According to the retail group, the move marks another important milestone in the simplification of its international portfolio, as it focuses on South Africa.

The group has entered into an agreement with A.F. Blakemore & Son (AFB), a well-known family-owned SPAR UK wholesaler with over a century of experience, for the sale.

The deal includes the sale of AWG’s company-owned stores, warehouses, and logistics infrastructure.

Additionally, negotiations are at an advanced stage to sell another 63 AWG stores to third-party operators, it said.

Notably, while this marks the end of its UK operation, the group said it will retain its Irish interests.

SPAR South Africa entered the UK market in 2014 when it acquired a majority stake in BWG Group, which in turn owned the Appleby Westward Group. The group took full ownership in 2021.

However, following significant financial losses and pressures over the past few years, the group has been making a concerted effort to exit most of its international operations.

The sale of the UK business follows the sales of SPAR Switzerland and SPAR Poland for the group.

SPAR sold its Swiss business to Tannenwald Holding, selling its entire shareholding in SPAR Switzerland for a total equity value of CHF 46.5 million (R1 billion).

The sale resulted in a cash outflow of CHF 31 million (R680 million) for the group, which included CHF 11.5 million (R250 million) reserved for a settlement with the Swiss Competition Commission. 

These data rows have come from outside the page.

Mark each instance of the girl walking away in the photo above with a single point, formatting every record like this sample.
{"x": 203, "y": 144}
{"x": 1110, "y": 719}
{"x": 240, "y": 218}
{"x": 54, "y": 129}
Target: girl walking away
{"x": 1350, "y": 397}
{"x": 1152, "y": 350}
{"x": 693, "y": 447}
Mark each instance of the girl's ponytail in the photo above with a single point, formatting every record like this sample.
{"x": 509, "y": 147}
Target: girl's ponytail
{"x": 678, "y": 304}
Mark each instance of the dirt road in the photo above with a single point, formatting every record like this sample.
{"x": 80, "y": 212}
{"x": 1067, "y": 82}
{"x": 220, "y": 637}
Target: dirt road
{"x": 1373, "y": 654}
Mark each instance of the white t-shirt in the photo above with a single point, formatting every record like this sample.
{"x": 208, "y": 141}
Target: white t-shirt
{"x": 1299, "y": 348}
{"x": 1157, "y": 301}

However, Tannenwald has assumed all of SPAR Switzerland’s outstanding debt to third-party financiers, reducing the group’s overall debt.

In a similar move, the group disposed of SPAR Poland for R185 million, but still needed to inject R2.7 billion to recapitalise the business for buyer Specjal. 

The deal removed a loss-making business from SPAR’s balance sheet.

SPAR Group CEO, Reeza Isaacs, said the move is about “making the business leaner and more effective”, freeing up management capacity and capital for the core Southern African markets.

“This transaction reflects the deliberate actions we are taking to reposition SPAR for long-term sustainability and growth across the network,” Isaacs said.

“We are simplifying the Group, strengthening our balance sheet, and ensuring our leadership focus and capital are directed toward the areas where we can create the greatest value.”

Importantly, unlike previous exits, the UK business exit is expected to result in no cash outflow for the group. It was presented as a discontinued operation in its last set of results.

The sale is expected to be completed in stages between June and September 2026.